The Term Ahead, March 2019: Trust & Transparency
Date published: March 31, 2019
In March 2019, IPSA hosted the world’s first conference for international parliamentary regulators, bringing together 13 Parliamentary regulators from five continents to exchange ideas and good practice.
The theme of the conference was "Transparency and Trust" and included a panel discussion focussed on the relationship between transparency and public trust in politicians.
The panel was chaired by Dr Hannah White of the IFG and comprised Dame Margaret Hodge MP, Lord Daniel Finkelstein, Dr Peter Allen of the University of Bath and Marcial Boo of IPSA – an MP, a journalist, an academic and a regulator- who brought multiple perspectives on transparency and the difference it can make to public trust in politicians.

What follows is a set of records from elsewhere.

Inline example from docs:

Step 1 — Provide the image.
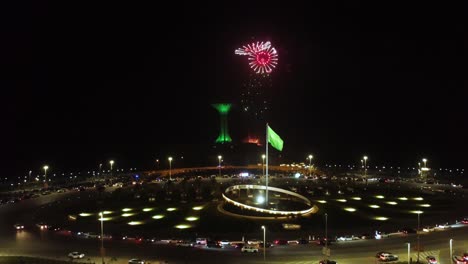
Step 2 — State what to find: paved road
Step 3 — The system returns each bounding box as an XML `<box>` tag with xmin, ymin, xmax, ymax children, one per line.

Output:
<box><xmin>0</xmin><ymin>190</ymin><xmax>468</xmax><ymax>264</ymax></box>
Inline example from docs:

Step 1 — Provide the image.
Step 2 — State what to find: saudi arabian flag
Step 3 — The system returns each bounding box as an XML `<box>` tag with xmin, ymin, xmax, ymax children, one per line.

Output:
<box><xmin>267</xmin><ymin>125</ymin><xmax>283</xmax><ymax>151</ymax></box>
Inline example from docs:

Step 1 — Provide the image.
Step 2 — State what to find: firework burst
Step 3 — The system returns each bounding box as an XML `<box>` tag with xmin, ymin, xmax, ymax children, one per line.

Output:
<box><xmin>234</xmin><ymin>41</ymin><xmax>278</xmax><ymax>74</ymax></box>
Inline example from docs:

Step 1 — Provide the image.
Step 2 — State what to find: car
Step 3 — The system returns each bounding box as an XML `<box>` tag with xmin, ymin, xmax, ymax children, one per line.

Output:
<box><xmin>452</xmin><ymin>256</ymin><xmax>468</xmax><ymax>264</ymax></box>
<box><xmin>13</xmin><ymin>224</ymin><xmax>24</xmax><ymax>230</ymax></box>
<box><xmin>436</xmin><ymin>223</ymin><xmax>451</xmax><ymax>229</ymax></box>
<box><xmin>319</xmin><ymin>259</ymin><xmax>338</xmax><ymax>264</ymax></box>
<box><xmin>176</xmin><ymin>240</ymin><xmax>195</xmax><ymax>247</ymax></box>
<box><xmin>423</xmin><ymin>226</ymin><xmax>435</xmax><ymax>232</ymax></box>
<box><xmin>128</xmin><ymin>259</ymin><xmax>145</xmax><ymax>264</ymax></box>
<box><xmin>380</xmin><ymin>253</ymin><xmax>398</xmax><ymax>261</ymax></box>
<box><xmin>241</xmin><ymin>246</ymin><xmax>258</xmax><ymax>253</ymax></box>
<box><xmin>36</xmin><ymin>222</ymin><xmax>48</xmax><ymax>230</ymax></box>
<box><xmin>426</xmin><ymin>256</ymin><xmax>439</xmax><ymax>264</ymax></box>
<box><xmin>68</xmin><ymin>251</ymin><xmax>85</xmax><ymax>259</ymax></box>
<box><xmin>375</xmin><ymin>251</ymin><xmax>392</xmax><ymax>258</ymax></box>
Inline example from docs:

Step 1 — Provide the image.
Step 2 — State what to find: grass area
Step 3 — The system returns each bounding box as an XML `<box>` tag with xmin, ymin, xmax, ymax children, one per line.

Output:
<box><xmin>0</xmin><ymin>256</ymin><xmax>91</xmax><ymax>264</ymax></box>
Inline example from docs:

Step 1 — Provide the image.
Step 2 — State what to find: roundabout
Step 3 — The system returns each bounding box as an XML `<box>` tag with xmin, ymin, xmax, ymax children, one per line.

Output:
<box><xmin>218</xmin><ymin>184</ymin><xmax>317</xmax><ymax>219</ymax></box>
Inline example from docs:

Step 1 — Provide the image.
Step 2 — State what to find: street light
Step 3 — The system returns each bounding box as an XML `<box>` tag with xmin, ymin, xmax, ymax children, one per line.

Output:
<box><xmin>42</xmin><ymin>165</ymin><xmax>49</xmax><ymax>186</ymax></box>
<box><xmin>325</xmin><ymin>213</ymin><xmax>329</xmax><ymax>259</ymax></box>
<box><xmin>450</xmin><ymin>239</ymin><xmax>453</xmax><ymax>262</ymax></box>
<box><xmin>167</xmin><ymin>157</ymin><xmax>172</xmax><ymax>181</ymax></box>
<box><xmin>262</xmin><ymin>154</ymin><xmax>266</xmax><ymax>177</ymax></box>
<box><xmin>363</xmin><ymin>156</ymin><xmax>367</xmax><ymax>184</ymax></box>
<box><xmin>416</xmin><ymin>211</ymin><xmax>422</xmax><ymax>263</ymax></box>
<box><xmin>99</xmin><ymin>212</ymin><xmax>104</xmax><ymax>264</ymax></box>
<box><xmin>218</xmin><ymin>155</ymin><xmax>223</xmax><ymax>178</ymax></box>
<box><xmin>109</xmin><ymin>160</ymin><xmax>114</xmax><ymax>175</ymax></box>
<box><xmin>309</xmin><ymin>155</ymin><xmax>314</xmax><ymax>177</ymax></box>
<box><xmin>262</xmin><ymin>226</ymin><xmax>266</xmax><ymax>261</ymax></box>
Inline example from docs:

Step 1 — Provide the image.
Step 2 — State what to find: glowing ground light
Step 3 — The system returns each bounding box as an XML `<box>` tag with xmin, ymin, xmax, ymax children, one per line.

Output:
<box><xmin>374</xmin><ymin>216</ymin><xmax>388</xmax><ymax>221</ymax></box>
<box><xmin>175</xmin><ymin>225</ymin><xmax>191</xmax><ymax>229</ymax></box>
<box><xmin>152</xmin><ymin>215</ymin><xmax>164</xmax><ymax>219</ymax></box>
<box><xmin>128</xmin><ymin>221</ymin><xmax>144</xmax><ymax>225</ymax></box>
<box><xmin>122</xmin><ymin>213</ymin><xmax>135</xmax><ymax>217</ymax></box>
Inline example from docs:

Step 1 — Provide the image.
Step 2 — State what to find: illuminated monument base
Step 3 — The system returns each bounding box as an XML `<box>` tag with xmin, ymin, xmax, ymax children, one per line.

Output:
<box><xmin>218</xmin><ymin>185</ymin><xmax>318</xmax><ymax>219</ymax></box>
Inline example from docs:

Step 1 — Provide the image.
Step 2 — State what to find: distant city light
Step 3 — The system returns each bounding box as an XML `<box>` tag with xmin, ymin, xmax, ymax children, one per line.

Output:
<box><xmin>175</xmin><ymin>225</ymin><xmax>191</xmax><ymax>229</ymax></box>
<box><xmin>152</xmin><ymin>215</ymin><xmax>164</xmax><ymax>219</ymax></box>
<box><xmin>374</xmin><ymin>216</ymin><xmax>388</xmax><ymax>221</ymax></box>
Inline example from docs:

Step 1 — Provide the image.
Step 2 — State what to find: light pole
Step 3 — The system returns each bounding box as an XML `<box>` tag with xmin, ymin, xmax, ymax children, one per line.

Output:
<box><xmin>407</xmin><ymin>243</ymin><xmax>411</xmax><ymax>264</ymax></box>
<box><xmin>309</xmin><ymin>155</ymin><xmax>314</xmax><ymax>177</ymax></box>
<box><xmin>262</xmin><ymin>154</ymin><xmax>266</xmax><ymax>177</ymax></box>
<box><xmin>421</xmin><ymin>158</ymin><xmax>427</xmax><ymax>180</ymax></box>
<box><xmin>99</xmin><ymin>212</ymin><xmax>104</xmax><ymax>264</ymax></box>
<box><xmin>109</xmin><ymin>160</ymin><xmax>114</xmax><ymax>176</ymax></box>
<box><xmin>218</xmin><ymin>155</ymin><xmax>223</xmax><ymax>178</ymax></box>
<box><xmin>42</xmin><ymin>165</ymin><xmax>49</xmax><ymax>188</ymax></box>
<box><xmin>262</xmin><ymin>226</ymin><xmax>266</xmax><ymax>261</ymax></box>
<box><xmin>416</xmin><ymin>211</ymin><xmax>422</xmax><ymax>263</ymax></box>
<box><xmin>325</xmin><ymin>213</ymin><xmax>328</xmax><ymax>259</ymax></box>
<box><xmin>167</xmin><ymin>157</ymin><xmax>172</xmax><ymax>181</ymax></box>
<box><xmin>450</xmin><ymin>239</ymin><xmax>453</xmax><ymax>262</ymax></box>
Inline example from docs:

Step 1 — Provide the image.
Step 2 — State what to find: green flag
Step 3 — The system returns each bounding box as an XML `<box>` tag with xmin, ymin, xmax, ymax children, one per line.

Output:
<box><xmin>267</xmin><ymin>125</ymin><xmax>283</xmax><ymax>151</ymax></box>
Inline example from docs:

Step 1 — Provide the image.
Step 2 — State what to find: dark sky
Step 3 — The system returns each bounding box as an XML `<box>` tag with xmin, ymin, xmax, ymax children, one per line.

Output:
<box><xmin>0</xmin><ymin>1</ymin><xmax>468</xmax><ymax>175</ymax></box>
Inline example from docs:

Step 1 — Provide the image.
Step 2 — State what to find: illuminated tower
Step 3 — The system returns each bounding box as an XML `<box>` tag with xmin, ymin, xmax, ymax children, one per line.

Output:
<box><xmin>212</xmin><ymin>104</ymin><xmax>232</xmax><ymax>143</ymax></box>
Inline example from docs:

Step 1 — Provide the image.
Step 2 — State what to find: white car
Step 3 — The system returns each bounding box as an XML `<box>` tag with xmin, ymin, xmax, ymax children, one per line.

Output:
<box><xmin>68</xmin><ymin>251</ymin><xmax>84</xmax><ymax>259</ymax></box>
<box><xmin>241</xmin><ymin>246</ymin><xmax>258</xmax><ymax>253</ymax></box>
<box><xmin>14</xmin><ymin>224</ymin><xmax>24</xmax><ymax>230</ymax></box>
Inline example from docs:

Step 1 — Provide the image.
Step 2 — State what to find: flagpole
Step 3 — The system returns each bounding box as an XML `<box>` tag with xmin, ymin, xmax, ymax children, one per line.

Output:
<box><xmin>265</xmin><ymin>123</ymin><xmax>268</xmax><ymax>206</ymax></box>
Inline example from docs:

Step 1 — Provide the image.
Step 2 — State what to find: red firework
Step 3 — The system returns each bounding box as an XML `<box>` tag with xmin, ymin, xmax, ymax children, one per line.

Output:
<box><xmin>235</xmin><ymin>41</ymin><xmax>278</xmax><ymax>74</ymax></box>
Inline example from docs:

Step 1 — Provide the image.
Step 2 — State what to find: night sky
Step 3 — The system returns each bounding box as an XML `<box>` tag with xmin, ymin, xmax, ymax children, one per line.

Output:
<box><xmin>0</xmin><ymin>1</ymin><xmax>468</xmax><ymax>176</ymax></box>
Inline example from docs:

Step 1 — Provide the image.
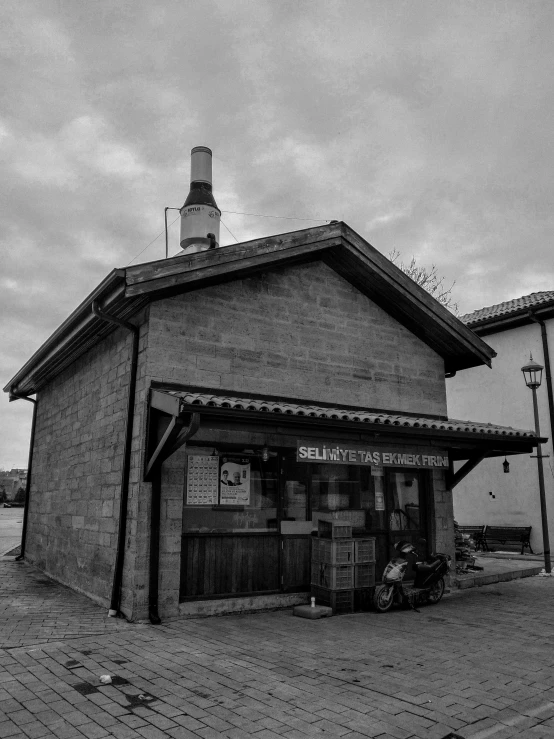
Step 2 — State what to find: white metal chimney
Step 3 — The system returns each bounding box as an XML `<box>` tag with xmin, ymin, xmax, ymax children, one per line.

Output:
<box><xmin>179</xmin><ymin>146</ymin><xmax>221</xmax><ymax>255</ymax></box>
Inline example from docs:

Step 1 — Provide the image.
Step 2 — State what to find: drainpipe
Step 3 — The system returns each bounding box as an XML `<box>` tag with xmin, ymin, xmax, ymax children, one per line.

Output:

Marcial Boo championed transparency in the regulation of public funds but acknowledged the risk of the media focussing on the small numbers of non-compliance which could damage trust.
Dame Margaret considered that, while transparency is important for building trust, a system must prove itself worthy of trust and she noted that transparency can both help and hinder, especially in the era of fake news. Dame Margaret considered transparency to be essential for fairness and accountability but believes that a greater understanding of what MPs do would help to raise trust in politicians.
Lord Finkelstein argued that, while transparency is essential, it doesn’t necessarily lead to increased trust. He considers that the concept of reciprocity is also an important factor in the public’s level of trust and spoke of the need for transparency to create and show fairness in the relationship between the public and politicians – the public need to know that MPs work hard in the public interest.
Dr Allen explained that there is no definitive evidence of the link between transparency and trust, and that in true democracy a certain amount of distrust is healthy. Dr Allen agreed that teaching people about the practicalities of working as an MP could build trust, and that the independence of regulators is a key factor in building that trust.
The consensus of the panel was that transparency is essential to democracy, and that the withdrawal of information would undoubtedly damage public trust. Public bodies must demonstrate that they are worthy of trust and provide information in a way that can be understood and easily interpreted by the public.
The panellists agreed that increasing trust should be seen as a marathon not a sprint – trust takes time to build – and that politicians, academics, regulators and the media all have important roles to play in doing so.